Remote wipe software
Verizon’s 2017 Data Breach Digest has a number of suggestions regarding better protection of mobile devices and data, but perhaps the most important suggestion is this: “Enable Remote Wipe – Most mobile devices support this functionality meaning that if your device is misplaced, you’ll be able to delete all data using this feature. To use this feature, the administrator setting on the device must be enabled, and it’s important to ensure that a backup has been performed prior to protect against loss of user data.” There are conflicting messages regarding the Secret Service’s ability to remote wipe its laptop, but if it was able to, there would be fewer concerns about what the thieves could access.
Designate travel-only devices
Verizon’s Data Breach Digest also suggests that organizations take a new approach to how mobile devices are used. Designate devices as “travel only.” In this case, access to the devices would be limited and controlled, the devices could be wiped clean and/or rebuilt after each trip, and they would have known baselines from which to pull digital forensics.
Keep good records
Michael Ciaramitaro, senior vice president, Forensic Advisory Services at FRONTEO USA, suggests that IT departments keep detailed records of the devices themselves, including serial numbers, models, and any other identifier, to assist with recovery in case of theft or loss.
Reconsider data access criteria
“The industry spends a lot of time worrying about whether user credentials are valid but we risk losing sight of the actual machines and code handling our data. The number of applications and devices handling enterprise data will only increase inside an organization, particularly with the Internet of Things reaching into enterprises,” says Sean Ginevan, senior director of Strategy at MobileIron. “The user-centric authentication model doesn’t solve emerging security issues. For example, if your CEO authenticates into a bad app, your data is lost. If your VP of Marketing connects their new smart fridge to the enterprise and there’s a vulnerability, it exploits the corporate network.” Instead, organizations need to abandon the outdated blacklist model and decide what criteria they want met for data access. And then constantly reinforce that criteria.
Turn to containers for storage
Rethink data being stored on a device, says Jayson Gehri, director of Product Marketing with Quest.

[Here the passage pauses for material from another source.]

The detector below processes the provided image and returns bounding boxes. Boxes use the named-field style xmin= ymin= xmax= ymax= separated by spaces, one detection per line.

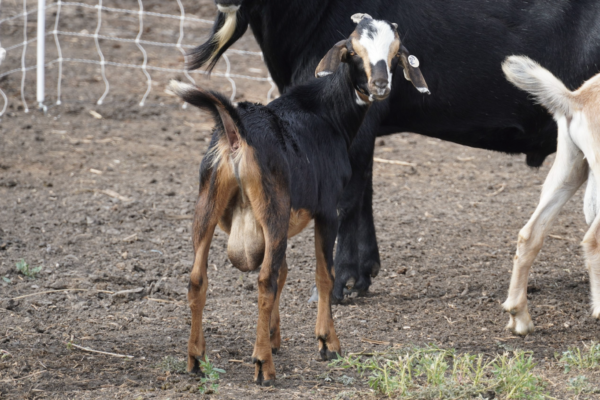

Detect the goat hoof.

Only allow corporate data to be stored in containerized apps and not on native device apps. Containerized apps enable IT pros to separate and secure important, sensitive company information on an employee’s device, making the information inaccessible to thieves.
Deploy full-device encryption
Plenty of tools exist to securely encrypt data so that only someone with the correct password can access it, says Scott Holewinski, CEO at Gillware Digital Forensics. “Laptops can be encrypted using FileVault, BootLocker, PGP encryption, or other forms of full-disk encryption. This ensures that a thief cannot access the device without knowing the password for it,” he says.